Le loup la regarde alors, toujours haletant, la queue balayant le sol puis se lève de son séant et pousse un léger hululement de contentement, ce qui fait rire de plus belle Lisa. Le rat se met à tourner sur lui-même, comme pour exprimer sa joie.

Lisa, tout en caressant doucement la tête du loup, lui dit tendrement :

- « Merci. Merci, de m’avoir sauvé la vie. Tu n’es qu’un animal mais force est de constater que vous êtes plein de ressource. Peut-être est-ce le destin qui t’a amené jusqu’à moi ? Ou peut-être es-tu mon ange gardien ? En tous les cas, merci mon ami. Et je ne connais même pas ton nom. Comment t’appelles-tu magnifique animal ? Mais tu ne peux pas me répondre. Tu n’es qu’un chien. »

Puis une idée lui vient à l’esprit. Un nom. Elle regarde les pattes de la bête puis ses beaux yeux mordorés.

- « Je vais te donner un nom, moi. En gage de remerciement et pour sceller notre amitié. Et aussi, si tu veux bien, je t’amènerais chez moi où tu pourras avoir toutes les croquettes et les pâtés du monde. Et aussi mon canapé où tu seras bien au chaud. Ça te dit d’avoir un foyer ? »

Puis elle fait une pause, prend un air solennel, prenant la tête du loup entre ses mains et plongeant son regard dans le sien, lui déclare :

- « Je vais t’appeler… Chaussette ! »

A ce moment-là, le loup pousse un gémissement aigu, en signe de protestation. Il dégage sa tête des mains de Lisa et s’en va, laissant la jeune fille à genoux sur le bitume. Au même instant, elle est sûre d’avoir entendu un couinement aigu, comme si le rat s’était pris d’un fou rire.

- « Mais… Chaussette ! Reviens ! C’est parce que tu as les pattes blanches, on dirait des chaussettes… C’est mignon Chaussette, non ? » s’exclame Lisa en direction des deux animaux.

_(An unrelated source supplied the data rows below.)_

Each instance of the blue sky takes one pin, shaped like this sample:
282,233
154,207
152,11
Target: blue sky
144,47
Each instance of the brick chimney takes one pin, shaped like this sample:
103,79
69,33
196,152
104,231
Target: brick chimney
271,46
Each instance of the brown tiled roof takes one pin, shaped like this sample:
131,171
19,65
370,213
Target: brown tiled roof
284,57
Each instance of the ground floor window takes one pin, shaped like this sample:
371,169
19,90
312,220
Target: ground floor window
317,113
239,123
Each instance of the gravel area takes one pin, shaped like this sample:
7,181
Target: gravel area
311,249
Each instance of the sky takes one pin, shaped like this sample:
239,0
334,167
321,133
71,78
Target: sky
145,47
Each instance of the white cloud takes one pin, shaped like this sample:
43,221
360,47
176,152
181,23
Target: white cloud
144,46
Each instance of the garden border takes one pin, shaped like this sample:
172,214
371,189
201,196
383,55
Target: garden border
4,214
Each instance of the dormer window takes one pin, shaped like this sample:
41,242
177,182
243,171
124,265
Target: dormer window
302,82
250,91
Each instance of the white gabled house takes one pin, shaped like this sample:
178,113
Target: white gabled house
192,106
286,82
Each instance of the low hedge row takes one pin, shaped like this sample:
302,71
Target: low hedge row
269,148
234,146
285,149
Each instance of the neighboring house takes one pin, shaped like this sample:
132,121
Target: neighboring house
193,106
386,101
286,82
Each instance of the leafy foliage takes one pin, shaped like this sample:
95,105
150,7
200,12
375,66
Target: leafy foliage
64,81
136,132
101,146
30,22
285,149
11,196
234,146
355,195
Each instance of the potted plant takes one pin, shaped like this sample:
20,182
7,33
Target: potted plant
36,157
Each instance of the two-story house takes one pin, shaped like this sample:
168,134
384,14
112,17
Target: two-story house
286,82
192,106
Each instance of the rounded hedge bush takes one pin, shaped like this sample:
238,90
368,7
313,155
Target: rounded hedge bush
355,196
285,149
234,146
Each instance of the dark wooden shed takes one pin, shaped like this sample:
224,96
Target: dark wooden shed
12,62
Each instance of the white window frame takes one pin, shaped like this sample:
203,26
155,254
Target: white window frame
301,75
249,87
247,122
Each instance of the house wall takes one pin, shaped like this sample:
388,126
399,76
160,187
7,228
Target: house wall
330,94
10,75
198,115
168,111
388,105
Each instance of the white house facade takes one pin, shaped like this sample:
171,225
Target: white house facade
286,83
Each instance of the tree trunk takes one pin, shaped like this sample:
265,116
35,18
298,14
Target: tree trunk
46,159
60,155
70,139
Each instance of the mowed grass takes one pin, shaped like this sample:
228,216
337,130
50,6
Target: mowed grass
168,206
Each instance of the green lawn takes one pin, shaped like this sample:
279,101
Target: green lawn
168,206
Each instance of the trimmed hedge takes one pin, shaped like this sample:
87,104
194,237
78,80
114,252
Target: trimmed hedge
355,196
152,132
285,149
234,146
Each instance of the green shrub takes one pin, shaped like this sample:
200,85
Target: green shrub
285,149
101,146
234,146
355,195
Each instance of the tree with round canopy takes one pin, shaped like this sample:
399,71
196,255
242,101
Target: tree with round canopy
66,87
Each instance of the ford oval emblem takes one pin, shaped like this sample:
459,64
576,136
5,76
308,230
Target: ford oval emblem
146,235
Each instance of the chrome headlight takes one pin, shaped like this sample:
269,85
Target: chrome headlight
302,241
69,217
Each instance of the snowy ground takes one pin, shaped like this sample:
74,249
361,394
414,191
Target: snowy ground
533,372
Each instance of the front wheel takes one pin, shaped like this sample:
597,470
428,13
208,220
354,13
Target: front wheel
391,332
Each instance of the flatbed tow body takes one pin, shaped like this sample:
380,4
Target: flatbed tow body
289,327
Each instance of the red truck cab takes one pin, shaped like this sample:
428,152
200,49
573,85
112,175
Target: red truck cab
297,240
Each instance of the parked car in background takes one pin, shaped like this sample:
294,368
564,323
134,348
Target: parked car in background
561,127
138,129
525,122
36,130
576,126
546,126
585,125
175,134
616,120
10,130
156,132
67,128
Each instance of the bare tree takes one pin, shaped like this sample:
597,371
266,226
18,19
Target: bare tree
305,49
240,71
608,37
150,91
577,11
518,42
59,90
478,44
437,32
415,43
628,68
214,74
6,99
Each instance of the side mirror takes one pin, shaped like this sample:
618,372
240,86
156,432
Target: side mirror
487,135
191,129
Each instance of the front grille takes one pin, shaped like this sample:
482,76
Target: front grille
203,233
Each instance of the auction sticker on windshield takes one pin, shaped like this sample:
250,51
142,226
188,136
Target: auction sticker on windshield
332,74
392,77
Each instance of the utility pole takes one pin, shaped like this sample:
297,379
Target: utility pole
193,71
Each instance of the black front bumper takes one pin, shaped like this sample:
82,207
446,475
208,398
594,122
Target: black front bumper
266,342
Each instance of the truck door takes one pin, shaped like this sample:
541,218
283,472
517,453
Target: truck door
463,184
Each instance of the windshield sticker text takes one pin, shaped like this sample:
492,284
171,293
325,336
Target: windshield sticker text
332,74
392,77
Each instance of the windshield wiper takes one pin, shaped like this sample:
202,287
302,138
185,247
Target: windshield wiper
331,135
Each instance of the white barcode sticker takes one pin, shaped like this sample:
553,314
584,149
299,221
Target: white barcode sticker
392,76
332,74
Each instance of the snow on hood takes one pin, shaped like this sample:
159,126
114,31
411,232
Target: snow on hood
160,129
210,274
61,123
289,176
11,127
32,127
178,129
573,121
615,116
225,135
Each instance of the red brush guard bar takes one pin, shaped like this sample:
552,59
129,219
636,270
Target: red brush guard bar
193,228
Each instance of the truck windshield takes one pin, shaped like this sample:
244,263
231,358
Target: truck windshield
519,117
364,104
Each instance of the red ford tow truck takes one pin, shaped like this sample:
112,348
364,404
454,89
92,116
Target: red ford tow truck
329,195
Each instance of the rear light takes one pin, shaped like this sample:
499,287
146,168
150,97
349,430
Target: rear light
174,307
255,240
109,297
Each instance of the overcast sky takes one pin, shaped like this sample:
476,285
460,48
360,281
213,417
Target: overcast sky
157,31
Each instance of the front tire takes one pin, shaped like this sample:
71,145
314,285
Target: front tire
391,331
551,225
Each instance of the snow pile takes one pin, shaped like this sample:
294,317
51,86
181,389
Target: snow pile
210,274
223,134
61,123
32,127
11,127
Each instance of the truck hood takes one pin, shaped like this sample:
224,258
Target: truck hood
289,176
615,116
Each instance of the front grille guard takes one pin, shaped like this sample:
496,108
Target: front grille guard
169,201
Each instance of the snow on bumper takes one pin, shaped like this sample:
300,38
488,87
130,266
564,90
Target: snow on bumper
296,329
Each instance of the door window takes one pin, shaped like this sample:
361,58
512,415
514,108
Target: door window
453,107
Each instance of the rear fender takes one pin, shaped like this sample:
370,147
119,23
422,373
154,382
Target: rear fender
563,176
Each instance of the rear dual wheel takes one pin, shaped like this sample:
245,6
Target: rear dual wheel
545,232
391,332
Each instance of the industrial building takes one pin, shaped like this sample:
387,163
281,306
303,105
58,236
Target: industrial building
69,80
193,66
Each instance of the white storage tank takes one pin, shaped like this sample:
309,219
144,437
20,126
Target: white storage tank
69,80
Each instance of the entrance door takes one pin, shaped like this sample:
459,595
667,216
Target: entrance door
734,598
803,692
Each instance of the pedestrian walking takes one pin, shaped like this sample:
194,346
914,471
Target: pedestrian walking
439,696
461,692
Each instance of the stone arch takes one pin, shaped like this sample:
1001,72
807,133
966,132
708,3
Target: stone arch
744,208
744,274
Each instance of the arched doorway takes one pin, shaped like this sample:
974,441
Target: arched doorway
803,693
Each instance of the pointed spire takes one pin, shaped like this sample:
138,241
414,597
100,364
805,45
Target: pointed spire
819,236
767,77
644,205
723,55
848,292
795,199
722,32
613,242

Elle regarde alors s’éloigner, dans la rue, le loup, accompagné de son ami le rat.

Ce ne sont que des animaux, après tout. Ils ne nous comprennent pas.

A y regarder de plus près, alors que les deux animaux avancent droit devant eux, sur la route s’éloignant de l’hôtel, Lisa est sûre d’avoir vu le rat continuer de s’esclaffer tandis que le loup l’écrase d’un brusque coup de patte pour le faire taire.